As of last week, the woman known as “Amy” in every federal district court across the country had received almost 1,000 notices that she had been identified as the victim of a crime.
Now, at age 20, she has filed requests in nearly 400 criminal cases asking that she receive restitution from any defendant convicted of viewing those pictures.
The idea of restitution is to make crime victims whole. But in Amy’s cases, the question is whether the act of simply “possessing,” or looking, at the illegal, pornographic images in which she appeared is directly responsible for the harm she has suffered and will continue to suffer in the future.
Mr. Marsh — and most federal prosecutors –agree that it is.
“It’s about good law in the area,” Mr. Marsh said. “We’re taking a cautious approach.”

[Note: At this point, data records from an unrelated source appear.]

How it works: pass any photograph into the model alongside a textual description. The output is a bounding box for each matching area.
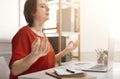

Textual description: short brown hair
[24,0,37,27]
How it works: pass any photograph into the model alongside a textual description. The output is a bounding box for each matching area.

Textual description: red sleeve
[10,30,31,68]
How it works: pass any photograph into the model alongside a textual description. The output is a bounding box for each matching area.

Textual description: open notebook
[46,68,96,79]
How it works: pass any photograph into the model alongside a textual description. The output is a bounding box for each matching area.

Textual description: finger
[45,41,50,53]
[32,38,37,48]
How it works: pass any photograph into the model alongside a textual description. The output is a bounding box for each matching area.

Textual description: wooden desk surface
[18,61,120,79]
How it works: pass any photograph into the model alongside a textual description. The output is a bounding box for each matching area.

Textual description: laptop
[77,38,114,72]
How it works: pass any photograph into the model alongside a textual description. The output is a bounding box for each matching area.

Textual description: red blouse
[9,26,55,79]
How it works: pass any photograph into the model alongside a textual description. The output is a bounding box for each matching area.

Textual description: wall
[80,0,109,52]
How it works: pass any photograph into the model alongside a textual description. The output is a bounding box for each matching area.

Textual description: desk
[18,61,120,79]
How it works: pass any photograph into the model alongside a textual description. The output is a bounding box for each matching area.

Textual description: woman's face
[33,0,49,21]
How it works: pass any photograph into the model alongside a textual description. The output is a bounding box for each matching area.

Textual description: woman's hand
[65,41,78,52]
[32,37,50,57]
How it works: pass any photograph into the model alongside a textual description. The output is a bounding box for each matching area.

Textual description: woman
[9,0,77,79]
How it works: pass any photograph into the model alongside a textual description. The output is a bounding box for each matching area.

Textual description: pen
[66,69,75,73]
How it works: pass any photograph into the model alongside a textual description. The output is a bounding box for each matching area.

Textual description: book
[46,72,96,79]
[55,68,86,77]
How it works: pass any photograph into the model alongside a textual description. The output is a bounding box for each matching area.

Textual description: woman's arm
[11,38,50,75]
[55,41,78,61]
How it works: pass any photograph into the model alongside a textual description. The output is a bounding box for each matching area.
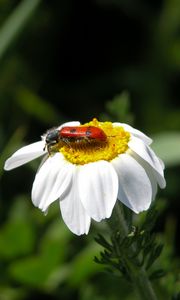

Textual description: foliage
[0,0,180,300]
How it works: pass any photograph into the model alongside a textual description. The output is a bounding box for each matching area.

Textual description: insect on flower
[45,126,107,154]
[4,119,166,235]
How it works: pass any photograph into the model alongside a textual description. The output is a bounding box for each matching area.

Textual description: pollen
[58,118,130,165]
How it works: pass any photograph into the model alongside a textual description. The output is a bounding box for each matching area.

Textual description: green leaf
[152,132,180,167]
[69,242,102,286]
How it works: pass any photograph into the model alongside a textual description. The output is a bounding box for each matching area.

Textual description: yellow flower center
[58,119,130,165]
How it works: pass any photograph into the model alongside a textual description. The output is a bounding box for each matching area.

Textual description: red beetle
[46,126,107,153]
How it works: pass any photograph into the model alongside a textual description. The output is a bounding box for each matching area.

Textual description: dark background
[0,0,180,300]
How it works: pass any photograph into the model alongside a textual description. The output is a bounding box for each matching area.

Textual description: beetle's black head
[46,129,59,144]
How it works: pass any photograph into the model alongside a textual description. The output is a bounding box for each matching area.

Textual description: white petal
[128,137,166,188]
[32,153,74,212]
[4,141,46,171]
[60,169,91,235]
[112,154,152,213]
[79,161,118,222]
[113,123,152,145]
[57,121,80,129]
[128,151,157,200]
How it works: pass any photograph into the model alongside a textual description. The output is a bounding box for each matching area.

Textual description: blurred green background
[0,0,180,300]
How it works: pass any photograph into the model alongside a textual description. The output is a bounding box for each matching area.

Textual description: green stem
[108,203,157,300]
[0,0,41,59]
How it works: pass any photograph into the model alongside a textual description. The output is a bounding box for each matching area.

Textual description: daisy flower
[4,119,166,235]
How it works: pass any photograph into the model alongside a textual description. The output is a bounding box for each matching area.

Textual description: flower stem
[108,203,157,300]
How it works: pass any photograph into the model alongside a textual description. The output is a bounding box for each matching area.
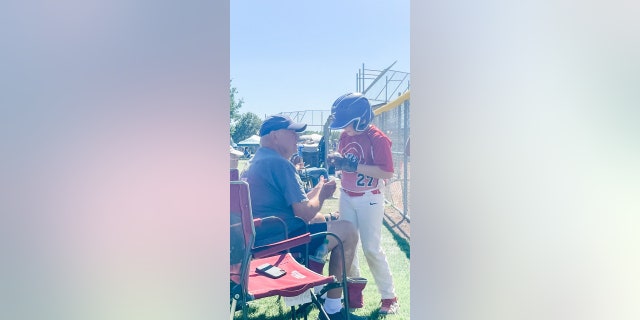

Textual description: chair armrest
[251,232,311,258]
[253,216,289,239]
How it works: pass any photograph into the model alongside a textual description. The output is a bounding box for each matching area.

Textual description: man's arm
[292,178,336,222]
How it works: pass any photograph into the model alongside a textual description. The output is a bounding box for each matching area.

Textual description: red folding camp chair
[229,168,240,181]
[230,181,348,320]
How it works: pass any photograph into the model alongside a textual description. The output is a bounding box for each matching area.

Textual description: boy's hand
[328,153,358,172]
[318,176,337,200]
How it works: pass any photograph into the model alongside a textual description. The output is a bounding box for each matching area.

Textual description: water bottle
[309,238,329,264]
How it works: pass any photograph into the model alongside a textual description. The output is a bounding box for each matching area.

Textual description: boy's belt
[342,189,380,197]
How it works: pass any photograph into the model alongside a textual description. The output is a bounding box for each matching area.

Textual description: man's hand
[318,176,337,201]
[327,153,358,172]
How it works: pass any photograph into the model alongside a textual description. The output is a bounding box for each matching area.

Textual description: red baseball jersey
[338,125,393,192]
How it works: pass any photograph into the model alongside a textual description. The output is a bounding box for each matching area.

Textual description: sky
[230,0,410,124]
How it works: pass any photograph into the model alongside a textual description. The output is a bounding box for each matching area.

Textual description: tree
[231,112,262,142]
[229,80,244,123]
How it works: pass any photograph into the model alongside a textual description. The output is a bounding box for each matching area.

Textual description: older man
[243,115,366,320]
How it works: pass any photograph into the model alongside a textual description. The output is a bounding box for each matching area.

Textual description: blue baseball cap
[260,114,307,137]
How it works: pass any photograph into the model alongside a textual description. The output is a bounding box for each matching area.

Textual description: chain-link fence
[373,92,411,224]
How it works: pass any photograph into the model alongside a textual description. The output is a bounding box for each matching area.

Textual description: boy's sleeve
[371,135,393,172]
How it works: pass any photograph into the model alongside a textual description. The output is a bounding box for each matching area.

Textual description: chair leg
[229,299,238,320]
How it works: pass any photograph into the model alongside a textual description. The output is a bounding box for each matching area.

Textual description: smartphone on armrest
[256,263,287,279]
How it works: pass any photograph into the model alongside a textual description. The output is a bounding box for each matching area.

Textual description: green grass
[234,160,411,320]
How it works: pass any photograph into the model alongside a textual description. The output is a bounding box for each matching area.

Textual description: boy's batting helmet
[329,93,373,131]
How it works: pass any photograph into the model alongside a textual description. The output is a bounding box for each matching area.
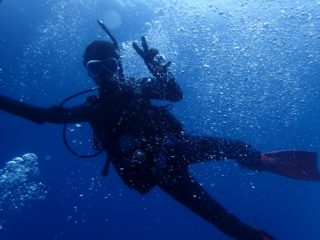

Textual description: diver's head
[83,40,120,86]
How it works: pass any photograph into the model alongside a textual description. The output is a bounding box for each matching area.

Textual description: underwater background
[0,0,320,240]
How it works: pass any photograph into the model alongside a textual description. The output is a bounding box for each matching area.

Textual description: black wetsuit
[0,74,271,240]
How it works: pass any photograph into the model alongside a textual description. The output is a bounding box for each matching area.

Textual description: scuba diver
[0,21,320,240]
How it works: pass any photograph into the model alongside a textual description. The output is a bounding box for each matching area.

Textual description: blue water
[0,0,320,240]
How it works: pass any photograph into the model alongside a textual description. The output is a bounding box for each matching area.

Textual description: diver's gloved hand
[132,36,171,76]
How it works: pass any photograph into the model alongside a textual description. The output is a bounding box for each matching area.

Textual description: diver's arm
[133,37,183,102]
[0,96,89,124]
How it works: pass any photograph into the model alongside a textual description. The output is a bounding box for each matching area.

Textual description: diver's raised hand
[132,36,171,73]
[132,36,159,64]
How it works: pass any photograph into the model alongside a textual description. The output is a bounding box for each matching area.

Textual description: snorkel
[60,20,125,161]
[97,19,125,81]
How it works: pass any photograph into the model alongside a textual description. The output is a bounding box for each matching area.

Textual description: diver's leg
[158,170,273,240]
[162,135,262,170]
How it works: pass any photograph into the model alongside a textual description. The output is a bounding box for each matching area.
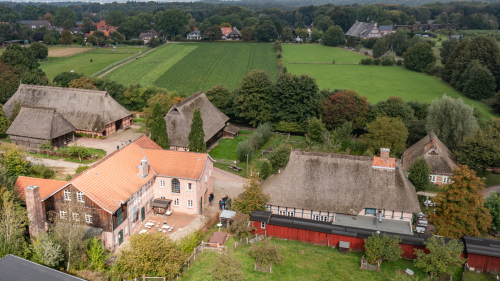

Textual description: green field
[106,43,278,96]
[40,53,132,80]
[283,45,495,118]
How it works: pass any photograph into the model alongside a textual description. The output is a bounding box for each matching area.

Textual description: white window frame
[64,190,71,201]
[76,191,85,202]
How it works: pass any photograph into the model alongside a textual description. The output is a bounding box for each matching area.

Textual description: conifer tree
[188,108,207,152]
[430,165,492,238]
[151,102,170,149]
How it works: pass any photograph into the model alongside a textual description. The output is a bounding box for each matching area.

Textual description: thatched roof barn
[7,107,76,148]
[262,151,420,215]
[3,84,132,135]
[403,132,458,176]
[165,91,229,149]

Mr. Marsh added, by filing for restitution in these cases, his client is beginning to feel empowered.
“Through the restitution, she feels she’s going from a victim to someone who’s taking control of her life.”
Still, she doesn’t make much in the way of long-term plans.
“Most of her life is spent coping day to day,” Mr. Marsh said.
Among those who have been made to pay are a former law enforcement officer and a man who worked in a lumber yard, Mr. Marsh said.
Under the requests for restitution, once Amy receives the entire $3.2 million she is asking for, she would no longer file any new claims. For his part, Mr. Marsh is only being paid an average of about $3,500 per claim filed.
It’s not a windfall, Mr. Marsh said. For Amy, who has no health insurance and is living on public assistance, restitution will be simply a means of compensating her for her inability to work at a full-time, professional job because of the harm done to her, he said.
“You have millionaires going to prison, and taxpayers funding their treatment. And then you have the victims with zero,” Mr. Marsh said. “The social costs here are huge on both sides of the equation, and this is really just a way of equalizing the treatment of victims in the criminal justice system.”